What a difference a word can make
All of our work at Think Change is based around change; be this at an individual, team or organisation level. In particular it is about making change more effective, sustainable and positive than the current track record.
Amongst the change models we frequently refer to are the Change Curve based on the work of Kubler Ross and the Transtheoretical Model (TTM) devised by Prochaska & DiClemente. Obviously both of these need to be adapted for usage in a work context but they have both proved to be very valuable.
The Change Curve helps people understand our typical reaction to externally mediated change and can help us to plan, lead, manage and embed change more effectively whilst TTM gives individuals a roadmap for making deliberate personal changes.
We underpin these models with the neuroscience of how the brain processes change and why, generally speaking, it is inclined to resist change for both structural and emotional reasons.
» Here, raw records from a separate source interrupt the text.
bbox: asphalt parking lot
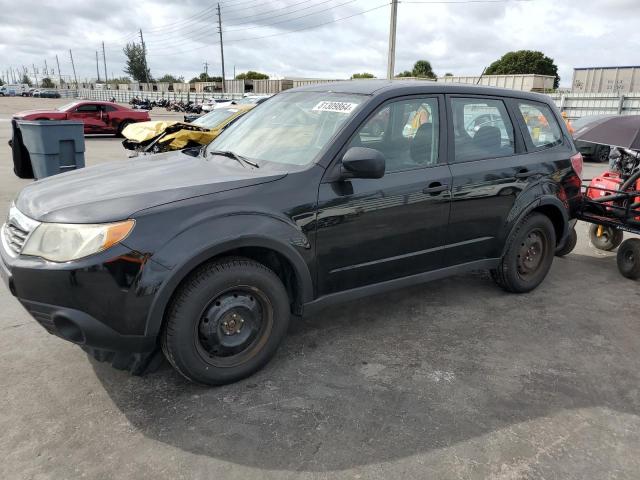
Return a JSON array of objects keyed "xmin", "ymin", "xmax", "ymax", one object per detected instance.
[{"xmin": 1, "ymin": 96, "xmax": 639, "ymax": 480}]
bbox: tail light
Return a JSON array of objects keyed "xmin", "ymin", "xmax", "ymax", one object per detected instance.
[{"xmin": 570, "ymin": 152, "xmax": 583, "ymax": 179}]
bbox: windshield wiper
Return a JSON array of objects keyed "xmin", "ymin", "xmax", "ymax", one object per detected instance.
[{"xmin": 208, "ymin": 150, "xmax": 259, "ymax": 168}]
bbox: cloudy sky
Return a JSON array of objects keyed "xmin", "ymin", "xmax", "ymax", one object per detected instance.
[{"xmin": 0, "ymin": 0, "xmax": 638, "ymax": 87}]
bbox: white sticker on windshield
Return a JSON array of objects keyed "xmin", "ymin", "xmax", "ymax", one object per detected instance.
[{"xmin": 312, "ymin": 101, "xmax": 358, "ymax": 114}]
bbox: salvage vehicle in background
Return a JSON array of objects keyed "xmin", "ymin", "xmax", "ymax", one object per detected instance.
[
  {"xmin": 572, "ymin": 115, "xmax": 614, "ymax": 162},
  {"xmin": 122, "ymin": 104, "xmax": 255, "ymax": 155},
  {"xmin": 12, "ymin": 101, "xmax": 150, "ymax": 135},
  {"xmin": 0, "ymin": 81, "xmax": 582, "ymax": 385}
]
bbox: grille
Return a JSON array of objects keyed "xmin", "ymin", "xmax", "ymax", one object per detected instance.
[
  {"xmin": 3, "ymin": 222, "xmax": 28, "ymax": 255},
  {"xmin": 1, "ymin": 205, "xmax": 40, "ymax": 257}
]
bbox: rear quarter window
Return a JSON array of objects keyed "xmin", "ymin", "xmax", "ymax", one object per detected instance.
[{"xmin": 518, "ymin": 102, "xmax": 563, "ymax": 149}]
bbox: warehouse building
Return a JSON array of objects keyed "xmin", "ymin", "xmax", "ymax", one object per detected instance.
[{"xmin": 572, "ymin": 66, "xmax": 640, "ymax": 93}]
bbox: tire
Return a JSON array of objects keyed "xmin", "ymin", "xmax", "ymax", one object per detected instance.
[
  {"xmin": 161, "ymin": 257, "xmax": 291, "ymax": 385},
  {"xmin": 596, "ymin": 145, "xmax": 610, "ymax": 163},
  {"xmin": 589, "ymin": 224, "xmax": 623, "ymax": 251},
  {"xmin": 491, "ymin": 213, "xmax": 556, "ymax": 293},
  {"xmin": 116, "ymin": 121, "xmax": 131, "ymax": 138},
  {"xmin": 617, "ymin": 239, "xmax": 640, "ymax": 280},
  {"xmin": 555, "ymin": 226, "xmax": 577, "ymax": 257}
]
In the context of leading/managing others through change the topic of ‘resistance to change’ often comes up; but in discussions about this most people arrive at the conclusion that ‘resistance’ to change is actually a manifestation of anxiety about change. And how, as managers and leaders, we respond to anxiety tends to be radically different to how we might address resistance. Neuroscience in also helping us to understand ‘the anxious brain’ and identify real, tangible steps that we can build into our change management systems, processes, communications etc. to help make change a more positive and successful experience for all concerned.